Today we’ll highlight them and their contributions to the Rangers organization. Read on to explore a bit of the Blueshirts’ history.
Bill Cook was the first captain the New York Rangers ever had. When the Rangers joined the NHL for the 1926-27 season, it was Cook who led the way, not only in the dressing room, but also on the ice.
His 37 points in 44 games was tops in the league in that first season. Cook’s partnership with his brother Bun and Frank Boucher proved to be one of the most potent in the league, and as a result, the Rangers reached the semifinals as a rookie organization.

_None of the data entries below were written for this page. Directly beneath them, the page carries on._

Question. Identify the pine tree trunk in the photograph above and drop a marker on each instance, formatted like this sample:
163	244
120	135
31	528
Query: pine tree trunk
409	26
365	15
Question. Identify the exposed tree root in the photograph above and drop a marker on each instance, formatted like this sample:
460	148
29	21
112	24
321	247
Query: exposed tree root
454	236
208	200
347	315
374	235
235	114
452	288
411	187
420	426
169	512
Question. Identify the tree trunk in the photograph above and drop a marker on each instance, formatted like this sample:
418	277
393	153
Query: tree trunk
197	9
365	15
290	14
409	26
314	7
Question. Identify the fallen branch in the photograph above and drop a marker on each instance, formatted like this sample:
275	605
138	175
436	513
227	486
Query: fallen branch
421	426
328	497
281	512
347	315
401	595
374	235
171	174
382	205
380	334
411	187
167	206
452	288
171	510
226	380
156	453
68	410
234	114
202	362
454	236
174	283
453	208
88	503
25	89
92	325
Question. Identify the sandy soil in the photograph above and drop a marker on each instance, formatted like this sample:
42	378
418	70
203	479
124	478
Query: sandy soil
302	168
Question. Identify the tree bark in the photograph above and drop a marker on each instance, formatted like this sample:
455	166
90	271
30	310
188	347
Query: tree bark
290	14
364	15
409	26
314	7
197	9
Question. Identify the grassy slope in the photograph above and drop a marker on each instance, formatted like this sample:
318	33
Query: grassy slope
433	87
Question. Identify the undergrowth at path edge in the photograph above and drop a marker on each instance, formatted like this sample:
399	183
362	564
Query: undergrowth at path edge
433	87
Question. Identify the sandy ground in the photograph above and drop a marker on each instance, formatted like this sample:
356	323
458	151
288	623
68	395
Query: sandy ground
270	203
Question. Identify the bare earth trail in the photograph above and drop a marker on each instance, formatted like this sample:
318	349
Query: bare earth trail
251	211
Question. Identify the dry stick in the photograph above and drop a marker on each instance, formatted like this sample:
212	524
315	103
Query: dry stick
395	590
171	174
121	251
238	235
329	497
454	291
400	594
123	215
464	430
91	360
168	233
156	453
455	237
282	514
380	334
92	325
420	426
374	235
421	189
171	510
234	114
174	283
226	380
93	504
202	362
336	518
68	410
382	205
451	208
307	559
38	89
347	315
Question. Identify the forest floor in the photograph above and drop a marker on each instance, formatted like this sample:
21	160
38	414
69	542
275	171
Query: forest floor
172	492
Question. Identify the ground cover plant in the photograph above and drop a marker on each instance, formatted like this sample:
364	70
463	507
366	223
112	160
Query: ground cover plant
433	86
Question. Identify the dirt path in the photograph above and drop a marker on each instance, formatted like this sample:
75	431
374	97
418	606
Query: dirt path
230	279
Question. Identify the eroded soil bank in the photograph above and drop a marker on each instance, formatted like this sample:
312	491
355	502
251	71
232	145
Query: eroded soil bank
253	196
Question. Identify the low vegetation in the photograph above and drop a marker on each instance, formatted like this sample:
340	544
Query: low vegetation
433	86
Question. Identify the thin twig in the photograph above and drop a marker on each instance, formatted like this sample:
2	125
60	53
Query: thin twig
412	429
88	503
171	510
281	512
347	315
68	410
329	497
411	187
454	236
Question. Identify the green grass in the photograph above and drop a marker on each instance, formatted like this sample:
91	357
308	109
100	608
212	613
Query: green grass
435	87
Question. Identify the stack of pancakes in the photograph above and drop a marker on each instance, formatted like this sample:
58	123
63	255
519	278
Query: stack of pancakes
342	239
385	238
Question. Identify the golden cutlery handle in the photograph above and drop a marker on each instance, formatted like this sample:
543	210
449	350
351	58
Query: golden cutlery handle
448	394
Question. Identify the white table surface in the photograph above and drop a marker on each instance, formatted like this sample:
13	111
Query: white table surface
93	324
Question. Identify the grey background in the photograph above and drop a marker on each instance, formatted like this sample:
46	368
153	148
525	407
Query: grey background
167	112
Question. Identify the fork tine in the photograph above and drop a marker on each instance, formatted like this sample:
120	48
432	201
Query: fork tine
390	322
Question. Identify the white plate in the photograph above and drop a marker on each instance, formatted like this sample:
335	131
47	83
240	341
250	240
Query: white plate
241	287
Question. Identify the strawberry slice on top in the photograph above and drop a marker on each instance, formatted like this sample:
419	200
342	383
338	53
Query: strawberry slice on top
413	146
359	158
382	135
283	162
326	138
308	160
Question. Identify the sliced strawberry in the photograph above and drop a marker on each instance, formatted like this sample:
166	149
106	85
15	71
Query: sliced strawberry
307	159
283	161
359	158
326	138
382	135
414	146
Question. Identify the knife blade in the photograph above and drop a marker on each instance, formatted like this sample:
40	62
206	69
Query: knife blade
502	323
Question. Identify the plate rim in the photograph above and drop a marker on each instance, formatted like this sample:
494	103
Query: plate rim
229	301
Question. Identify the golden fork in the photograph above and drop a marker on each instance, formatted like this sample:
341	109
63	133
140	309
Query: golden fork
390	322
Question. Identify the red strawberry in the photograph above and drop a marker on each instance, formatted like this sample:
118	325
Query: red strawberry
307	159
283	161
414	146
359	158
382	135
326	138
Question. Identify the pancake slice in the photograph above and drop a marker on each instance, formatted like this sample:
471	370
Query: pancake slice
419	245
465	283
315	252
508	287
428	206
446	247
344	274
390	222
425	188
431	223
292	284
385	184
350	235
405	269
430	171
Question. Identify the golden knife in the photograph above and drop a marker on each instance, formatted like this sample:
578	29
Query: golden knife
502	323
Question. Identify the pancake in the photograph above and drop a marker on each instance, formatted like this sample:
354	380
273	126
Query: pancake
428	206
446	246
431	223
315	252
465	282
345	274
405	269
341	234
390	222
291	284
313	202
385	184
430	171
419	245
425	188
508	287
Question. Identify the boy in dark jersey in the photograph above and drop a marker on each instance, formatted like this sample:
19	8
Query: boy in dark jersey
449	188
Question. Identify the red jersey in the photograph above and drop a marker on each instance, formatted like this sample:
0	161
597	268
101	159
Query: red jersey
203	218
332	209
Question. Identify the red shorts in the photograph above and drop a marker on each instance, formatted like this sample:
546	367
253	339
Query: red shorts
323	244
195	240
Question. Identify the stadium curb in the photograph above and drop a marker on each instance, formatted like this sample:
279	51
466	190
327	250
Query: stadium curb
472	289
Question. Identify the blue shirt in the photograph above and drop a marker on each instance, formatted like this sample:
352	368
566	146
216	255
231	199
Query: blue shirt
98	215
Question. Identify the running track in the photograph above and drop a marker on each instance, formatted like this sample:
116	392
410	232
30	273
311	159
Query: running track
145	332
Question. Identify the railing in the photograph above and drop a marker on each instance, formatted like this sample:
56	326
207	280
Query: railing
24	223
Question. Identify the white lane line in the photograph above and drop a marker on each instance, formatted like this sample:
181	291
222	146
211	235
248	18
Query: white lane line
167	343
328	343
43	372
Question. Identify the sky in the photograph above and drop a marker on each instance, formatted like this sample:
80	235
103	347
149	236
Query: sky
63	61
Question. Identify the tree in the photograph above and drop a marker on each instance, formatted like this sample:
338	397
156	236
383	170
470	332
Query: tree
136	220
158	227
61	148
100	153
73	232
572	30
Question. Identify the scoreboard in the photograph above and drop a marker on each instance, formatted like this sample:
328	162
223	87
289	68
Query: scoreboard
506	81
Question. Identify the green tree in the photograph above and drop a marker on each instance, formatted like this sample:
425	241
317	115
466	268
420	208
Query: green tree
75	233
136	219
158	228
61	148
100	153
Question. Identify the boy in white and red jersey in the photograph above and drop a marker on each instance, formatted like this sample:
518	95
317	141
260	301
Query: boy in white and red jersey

Cook’s offensive production dropped in 1927-28, when he scored just 24 points in 43 games, but his leadership and playoff performance helped the Rangers raise the Stanley Cup in just their second season in the league.
Fast-forward to 1932-33, when Cook again led the league in points, this time with 51 in 48 games. But, even more impressively, Cook led the Rangers to their second Stanley Cup.
Cook is not only one of the most unique captains the Rangers ever had, but he is also one of the most special players the organization ever employed. Not only did he lead the Rangers to half of their Stanley Cup championships, but he’s also only one of two Rangers to ever lead the league in points, and he even did it twice.
Like Bill Cook, Vic Hadfield is one of the most talented forwards the team has ever employed. As a member of the GAG (goal-a-game) line in 1971-72—the first season Hadfield captained the team—alongside Jean Ratelle and Rod Gilbert, Hadfield became the first Ranger to ever score 50 goals in one season. His 50 tallies would remain the most in Rangers history until Adam Graves scored 52 in 1993-94.
Hadfield’s 106 points in the same season was also good for second most in Rangers history behind Ratelle’s 109, a milestone also achieved in 1971-72.
But personal achievement wasn’t all that was accomplished in that 1971-72 season. The Rangers finished the year in second place with 109 points and then stormed to the Stanley Cup Final. They eventually lost to the regular-season champion Boston Bruins in six games.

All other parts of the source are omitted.